How to Place a Limit Order:

  1. Enter the bid price and the order quantity you intend to place.
  2. Click “Open Long” for a long order or “Open Short” for a short order.
  3. A confirmation screen will pop up. Click “Confirm” to finalize the order.

When to Use Limit Orders:

Limit orders are particularly useful when you have a specific target price in mind. They enable you to ensure that your trade is executed at the price you desire, providing more control over your entry or exit points.

Market Order

A market order results in immediate execution at the current best available price. Market orders are executed promptly, making them suitable for traders who prioritize speed over price precision.

For example, suppose you want to purchase Bitcoin immediately. You would use a market buy order, specifying the quantity you wish to buy. The order will execute promptly at the best available current market price. Similarly, when selling Bitcoin, you can use a market sell order, indicating the quantity you intend to sell. This order will execute instantly at the prevailing market price.

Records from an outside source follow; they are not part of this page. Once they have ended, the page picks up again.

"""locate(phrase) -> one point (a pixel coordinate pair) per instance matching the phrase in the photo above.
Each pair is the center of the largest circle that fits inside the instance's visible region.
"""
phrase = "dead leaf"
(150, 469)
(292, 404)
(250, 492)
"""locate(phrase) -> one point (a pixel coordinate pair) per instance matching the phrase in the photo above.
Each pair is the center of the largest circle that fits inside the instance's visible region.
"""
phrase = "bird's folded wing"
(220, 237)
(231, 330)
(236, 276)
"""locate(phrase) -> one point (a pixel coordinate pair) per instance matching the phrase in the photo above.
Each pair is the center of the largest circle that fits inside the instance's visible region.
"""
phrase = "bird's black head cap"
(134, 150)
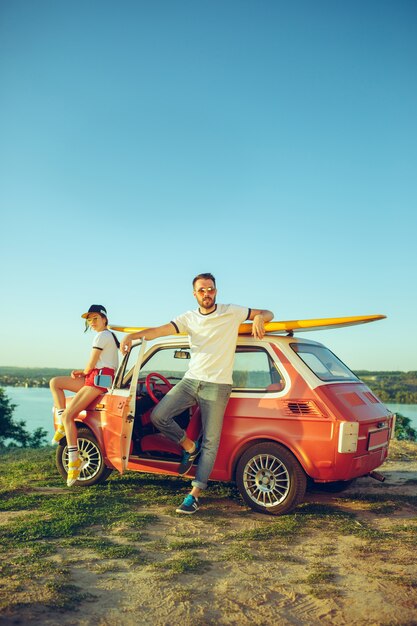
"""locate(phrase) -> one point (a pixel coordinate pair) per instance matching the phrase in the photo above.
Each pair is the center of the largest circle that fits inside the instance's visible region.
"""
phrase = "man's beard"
(207, 302)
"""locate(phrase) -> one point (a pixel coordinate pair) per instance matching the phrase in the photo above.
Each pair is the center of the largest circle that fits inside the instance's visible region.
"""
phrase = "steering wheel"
(150, 384)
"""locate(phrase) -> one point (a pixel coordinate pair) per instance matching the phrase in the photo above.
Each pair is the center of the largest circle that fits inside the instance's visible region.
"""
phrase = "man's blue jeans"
(212, 399)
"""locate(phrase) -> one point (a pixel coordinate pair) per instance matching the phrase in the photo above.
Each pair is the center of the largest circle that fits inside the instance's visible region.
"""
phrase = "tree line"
(392, 387)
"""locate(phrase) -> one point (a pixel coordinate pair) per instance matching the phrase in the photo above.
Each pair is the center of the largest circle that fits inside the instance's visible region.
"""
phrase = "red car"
(297, 415)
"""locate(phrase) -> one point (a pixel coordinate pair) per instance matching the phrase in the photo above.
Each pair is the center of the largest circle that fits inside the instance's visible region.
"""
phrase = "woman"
(103, 359)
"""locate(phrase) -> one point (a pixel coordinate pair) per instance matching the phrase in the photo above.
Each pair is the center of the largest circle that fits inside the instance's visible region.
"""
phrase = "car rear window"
(323, 362)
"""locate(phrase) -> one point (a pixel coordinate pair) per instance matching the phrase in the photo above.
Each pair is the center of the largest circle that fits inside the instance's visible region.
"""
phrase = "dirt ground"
(322, 575)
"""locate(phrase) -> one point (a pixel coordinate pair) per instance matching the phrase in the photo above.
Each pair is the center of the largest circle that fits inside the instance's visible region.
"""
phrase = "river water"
(34, 406)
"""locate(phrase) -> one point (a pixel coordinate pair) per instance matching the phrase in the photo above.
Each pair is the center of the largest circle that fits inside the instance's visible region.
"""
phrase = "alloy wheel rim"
(89, 453)
(266, 480)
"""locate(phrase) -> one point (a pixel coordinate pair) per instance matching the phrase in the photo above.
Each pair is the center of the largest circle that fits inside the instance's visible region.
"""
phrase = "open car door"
(117, 419)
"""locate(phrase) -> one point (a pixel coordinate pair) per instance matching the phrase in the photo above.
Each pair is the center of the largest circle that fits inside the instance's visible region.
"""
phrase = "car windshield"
(323, 363)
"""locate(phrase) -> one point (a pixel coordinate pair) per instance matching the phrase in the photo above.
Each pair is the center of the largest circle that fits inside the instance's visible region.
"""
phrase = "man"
(213, 330)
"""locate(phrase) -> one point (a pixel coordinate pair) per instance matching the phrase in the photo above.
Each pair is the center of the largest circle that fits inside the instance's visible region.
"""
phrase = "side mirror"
(103, 380)
(181, 354)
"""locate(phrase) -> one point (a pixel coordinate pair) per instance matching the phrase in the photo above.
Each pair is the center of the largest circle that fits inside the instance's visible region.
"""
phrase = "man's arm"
(259, 317)
(148, 334)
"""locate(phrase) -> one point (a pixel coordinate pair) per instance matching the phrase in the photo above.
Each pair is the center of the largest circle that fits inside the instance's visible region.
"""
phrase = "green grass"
(46, 528)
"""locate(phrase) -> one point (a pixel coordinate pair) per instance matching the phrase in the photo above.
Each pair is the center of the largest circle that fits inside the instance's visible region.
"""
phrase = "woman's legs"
(81, 400)
(57, 386)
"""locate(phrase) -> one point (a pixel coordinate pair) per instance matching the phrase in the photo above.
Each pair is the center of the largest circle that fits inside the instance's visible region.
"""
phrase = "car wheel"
(94, 471)
(270, 479)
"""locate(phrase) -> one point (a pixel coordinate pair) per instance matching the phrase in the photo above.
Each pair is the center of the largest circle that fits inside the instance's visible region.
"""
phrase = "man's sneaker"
(188, 458)
(59, 434)
(189, 506)
(74, 470)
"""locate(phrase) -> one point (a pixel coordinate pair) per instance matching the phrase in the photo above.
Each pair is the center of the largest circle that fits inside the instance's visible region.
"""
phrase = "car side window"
(171, 362)
(254, 370)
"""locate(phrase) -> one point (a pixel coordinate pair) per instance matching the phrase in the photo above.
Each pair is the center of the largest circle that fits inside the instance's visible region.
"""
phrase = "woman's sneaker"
(74, 470)
(59, 434)
(189, 506)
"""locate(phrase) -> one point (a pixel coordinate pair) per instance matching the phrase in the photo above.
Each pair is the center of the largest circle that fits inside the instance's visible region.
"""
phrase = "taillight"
(394, 420)
(348, 437)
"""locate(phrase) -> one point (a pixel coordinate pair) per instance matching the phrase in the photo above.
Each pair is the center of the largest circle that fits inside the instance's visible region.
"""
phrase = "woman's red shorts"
(89, 379)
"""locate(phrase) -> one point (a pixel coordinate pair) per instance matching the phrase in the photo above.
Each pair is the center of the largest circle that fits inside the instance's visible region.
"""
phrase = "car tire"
(95, 470)
(270, 479)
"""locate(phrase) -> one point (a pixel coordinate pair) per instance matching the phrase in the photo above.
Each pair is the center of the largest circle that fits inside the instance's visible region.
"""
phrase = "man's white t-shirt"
(109, 354)
(213, 341)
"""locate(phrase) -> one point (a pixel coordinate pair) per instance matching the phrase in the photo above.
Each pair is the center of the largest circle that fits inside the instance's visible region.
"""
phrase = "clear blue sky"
(272, 143)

How to Place a Market Order:

  1. Enter the order quantity you want to place.
  2. Click “Open Long” for a long order or “Open Short” for a short order.
  3. A confirmation screen will appear; click “Confirm” to execute the order.

When to Use Market Orders

Market orders are ideal for situations where quick execution is paramount. They are best suited for traders who prioritize immediate trade execution over obtaining a specific price.

Stop-Limit Order

A stop-limit order is a conditional trade that incorporates both a stop price and a limit price. It functions in two phases: when the stop price is reached, it triggers the order. Afterward, it becomes a limit order to buy or sell at the limit price or a better one.

In practice, suppose you want to buy a cryptocurrency only when it starts an uptrend. You can set a stop price as your trigger, and when the market price reaches this stop price, a limit buy order is placed in the order book. This allows you to buy at a price you are comfortable with. To limit potential losses when the price of a cryptocurrency falls, you can use a stop-limit sell order. When the market price reaches your specified stop price, a limit sell order is placed to protect your assets.

How to Place a Stop-Limit Order:

  1. Enter the trigger price, bid price, and order quantity.
  2. Select the trigger price as either the latest price or the market price.
  3. Click “Open Long” for a long order or “Open Short” for a short order.
  4. Confirm the order when prompted.

When to Use Stop-Limit Orders:

Stop-limit orders are valuable for managing risk and setting predetermined entry or exit points. They are especially useful when you want to ensure that your trade only executes if specific price conditions are met.

Stop-Market Order

Similar to a stop-limit order, a stop-market order utilizes a stop price as a trigger. However, when the stop price is reached, it triggers a market order instead of a limit order.

How to Place a Stop-Market Order:

  1. Enter the trigger price and order quantity.
  2. Choose the trigger price as the latest price or the market price.
  3. Click “Open Long” for a long order or “Open Short” for a short order.
  4. Confirm the order as prompted.

When to Use Stop-Market Orders:

Stop-market orders are suitable when you want to ensure swift execution once a specific price level is breached. They are effective in situations where immediate market entry or exit is crucial.

Wrapping Up

LBank Futures offers traders a range of order types to suit their specific trading goals and risk management strategies. Mastering these order types empowers you to navigate the cryptocurrency market effectively, adapt to changing conditions, and make well-informed decisions to optimize your trading success.

Please note that while these order types provide valuable tools for traders, they come with inherent risks, and it’s essential to conduct thorough research and risk assessment before engaging in cryptocurrency trading.

Disclaimer: Derivatives are often volatile, and as a result, can be a risky investment. The information provided in this article is solely for educational purposes and shouldn’t be regarded as financial advice.